In an interview with Staff F (IT) on 4/23/2025 at 9:55 AM, he stated he did not have access to the surveillance footage because the system had already recorded over it, adding that the system keeps footage about three months.

PATIENT CARE ASSIGNMENTS

Tag No.: A0397

Based on interview, observation, and record review, the facility failed to ensure that a registered nurse assigned nursing personnel to provide nursing care for 22 of 22 patients (Patient #2 through Patient #23).
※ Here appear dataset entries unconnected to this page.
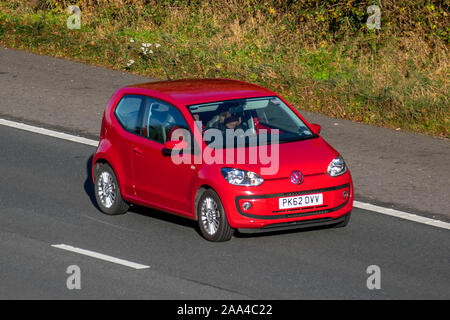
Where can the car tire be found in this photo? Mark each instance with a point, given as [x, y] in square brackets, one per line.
[107, 192]
[343, 223]
[212, 220]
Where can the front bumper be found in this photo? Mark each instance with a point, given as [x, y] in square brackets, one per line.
[310, 223]
[265, 214]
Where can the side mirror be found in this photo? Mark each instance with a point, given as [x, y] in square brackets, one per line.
[174, 145]
[316, 128]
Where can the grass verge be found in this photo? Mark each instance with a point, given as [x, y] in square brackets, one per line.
[321, 58]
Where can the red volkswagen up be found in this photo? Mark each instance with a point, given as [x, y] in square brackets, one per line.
[229, 154]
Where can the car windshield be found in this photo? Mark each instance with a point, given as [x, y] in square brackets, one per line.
[260, 119]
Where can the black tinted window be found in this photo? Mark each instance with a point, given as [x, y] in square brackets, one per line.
[161, 120]
[128, 113]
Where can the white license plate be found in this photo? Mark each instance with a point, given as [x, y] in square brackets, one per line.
[300, 201]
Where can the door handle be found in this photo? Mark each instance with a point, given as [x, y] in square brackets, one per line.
[138, 151]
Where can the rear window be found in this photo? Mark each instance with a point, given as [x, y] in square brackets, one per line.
[128, 113]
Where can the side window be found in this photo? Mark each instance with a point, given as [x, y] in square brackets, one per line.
[128, 113]
[161, 120]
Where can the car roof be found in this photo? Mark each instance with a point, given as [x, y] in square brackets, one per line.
[196, 91]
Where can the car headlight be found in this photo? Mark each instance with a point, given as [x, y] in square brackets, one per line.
[337, 167]
[239, 177]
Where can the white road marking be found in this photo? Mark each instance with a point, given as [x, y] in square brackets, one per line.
[100, 256]
[49, 133]
[356, 204]
[402, 215]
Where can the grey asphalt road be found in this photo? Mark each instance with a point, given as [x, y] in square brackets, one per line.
[46, 198]
[395, 169]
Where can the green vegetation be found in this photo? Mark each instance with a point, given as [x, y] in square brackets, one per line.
[319, 55]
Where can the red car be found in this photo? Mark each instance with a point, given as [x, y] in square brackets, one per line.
[229, 154]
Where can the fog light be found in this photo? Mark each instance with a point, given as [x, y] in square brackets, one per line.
[246, 206]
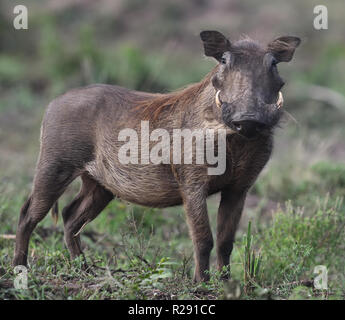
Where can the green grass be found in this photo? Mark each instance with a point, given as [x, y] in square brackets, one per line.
[141, 253]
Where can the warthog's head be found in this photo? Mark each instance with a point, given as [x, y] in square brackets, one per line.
[247, 81]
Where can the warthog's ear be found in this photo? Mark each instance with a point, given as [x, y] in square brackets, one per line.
[215, 44]
[283, 48]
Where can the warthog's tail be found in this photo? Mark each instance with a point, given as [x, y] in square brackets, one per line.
[55, 212]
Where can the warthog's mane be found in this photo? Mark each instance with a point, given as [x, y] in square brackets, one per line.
[150, 107]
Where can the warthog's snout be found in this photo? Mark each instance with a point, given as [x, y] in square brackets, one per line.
[249, 128]
[252, 124]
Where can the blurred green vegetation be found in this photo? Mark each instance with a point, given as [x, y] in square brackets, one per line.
[154, 46]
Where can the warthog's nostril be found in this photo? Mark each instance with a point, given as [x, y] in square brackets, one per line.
[238, 127]
[248, 128]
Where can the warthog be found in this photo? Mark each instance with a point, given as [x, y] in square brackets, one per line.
[80, 137]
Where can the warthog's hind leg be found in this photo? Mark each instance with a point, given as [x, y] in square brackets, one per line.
[86, 206]
[49, 183]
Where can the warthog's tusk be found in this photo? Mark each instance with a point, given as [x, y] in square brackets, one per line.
[280, 100]
[218, 101]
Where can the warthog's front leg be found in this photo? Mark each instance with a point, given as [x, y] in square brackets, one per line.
[229, 214]
[200, 231]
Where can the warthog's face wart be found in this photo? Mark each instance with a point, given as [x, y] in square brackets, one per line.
[247, 81]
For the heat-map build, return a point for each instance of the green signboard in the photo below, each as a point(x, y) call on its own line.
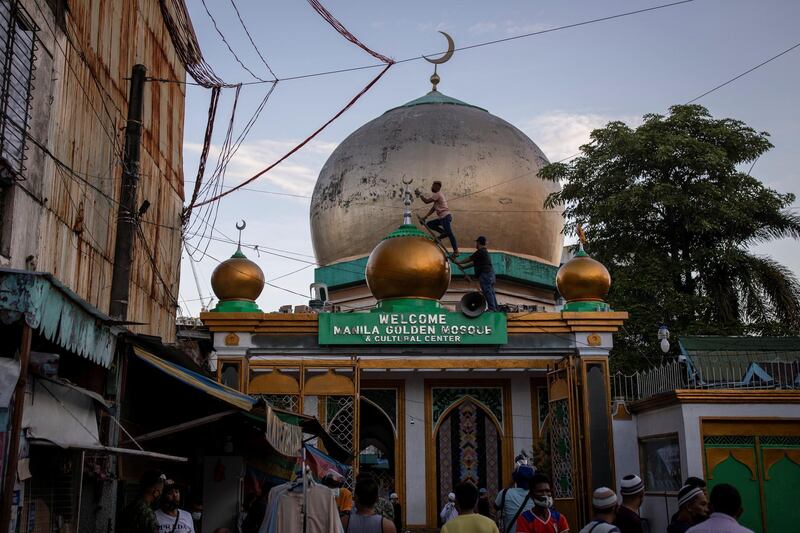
point(411, 322)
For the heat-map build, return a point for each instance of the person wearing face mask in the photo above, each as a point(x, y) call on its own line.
point(542, 518)
point(632, 492)
point(513, 501)
point(170, 518)
point(197, 514)
point(604, 507)
point(139, 516)
point(344, 498)
point(692, 508)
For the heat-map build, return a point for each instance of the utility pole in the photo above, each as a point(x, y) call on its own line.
point(127, 221)
point(16, 426)
point(126, 215)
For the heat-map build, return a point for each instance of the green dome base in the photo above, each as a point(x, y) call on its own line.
point(236, 306)
point(409, 305)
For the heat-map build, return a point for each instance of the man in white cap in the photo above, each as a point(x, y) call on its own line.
point(692, 508)
point(631, 488)
point(398, 519)
point(604, 506)
point(449, 511)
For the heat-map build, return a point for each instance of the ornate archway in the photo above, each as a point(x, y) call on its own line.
point(468, 448)
point(377, 445)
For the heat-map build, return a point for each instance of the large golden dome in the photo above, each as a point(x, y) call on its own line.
point(488, 168)
point(407, 264)
point(582, 279)
point(237, 278)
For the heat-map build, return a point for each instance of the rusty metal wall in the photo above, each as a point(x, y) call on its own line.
point(84, 94)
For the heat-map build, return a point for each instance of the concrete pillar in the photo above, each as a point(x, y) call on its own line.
point(416, 493)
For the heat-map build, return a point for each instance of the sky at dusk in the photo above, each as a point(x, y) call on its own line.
point(556, 87)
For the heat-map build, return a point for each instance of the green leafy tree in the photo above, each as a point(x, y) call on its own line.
point(673, 212)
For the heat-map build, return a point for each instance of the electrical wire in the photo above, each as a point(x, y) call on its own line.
point(745, 73)
point(230, 49)
point(467, 47)
point(303, 143)
point(250, 37)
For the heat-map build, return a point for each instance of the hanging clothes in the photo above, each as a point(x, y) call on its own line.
point(285, 510)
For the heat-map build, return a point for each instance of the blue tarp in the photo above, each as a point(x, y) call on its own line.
point(198, 381)
point(56, 312)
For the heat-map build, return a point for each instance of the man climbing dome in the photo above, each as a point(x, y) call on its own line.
point(444, 218)
point(482, 262)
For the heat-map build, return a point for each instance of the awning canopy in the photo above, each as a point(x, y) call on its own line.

This was evidenced by the facility's failure to ensure that:
1) Nursing care was assigned to a registered nurse.
2) Observation rounds were assigned to nursing staff.

Findings were:

Record review of policy, "Patient Care Assignments," last reviewed 4/2025, showed:
"A Registered Nurse (RN) must assign the nursing care of each patient to other nursing personnel in accordance with the patient's needs and the specialized qualifications and competence of the nursing staff available.
A RN must make all Patient Care Assignments and Nursing Assignment Sheets at the start of every shift ...
PROCEDURE
Patient Care Assignments: After receiving the report and before delivering patient care, one RN per shift will complete the Patient Care Assignment sheet as follows: ...
2. Assign a primary care nurse to each patient next to the patient's room number ...
Nursing Department Assignment Sheet: ...
3. Delegate duties to psychiatric technicians to ensure patient needs are met.
4. Assign rounding periods of four hours for each technician.
5. Stagger other technician tasks ... to ensure continuous patient care throughout the shift."

In an interview with Staff A (Administrator) and Staff B (DON) on 4/22/2025 at 12:45 PM, they stated that each of the two RNs (Staff M and Staff N) had half of the patients but that the Nursing Assignment Sheet dated 4/22/2025 for 7AM-7PM did not identify which patients had been signed to each nurse. They also stated that the duties of each MHT [Mental Health Technician] had not been assigned on the Nursing Assignment Sheet.

Record review of the Nursing Assignment Sheet dated 4/22/2025 for 7AM-7PM showed two RNs (Staff M and Staff N), and three MHT (Staff G, H, and Staff O). Twenty-two current patients had not been assigned to the RNs. 10-minute rounds, environmental rounds, 1:1 observation, smoke breaks, vital sign checks, glucometer checks, groups, patient phone monitor, breakfast/lunch/dinner monitor, daily refrigerator logs, and weekly eye wash logs had not been assigned to a staff member.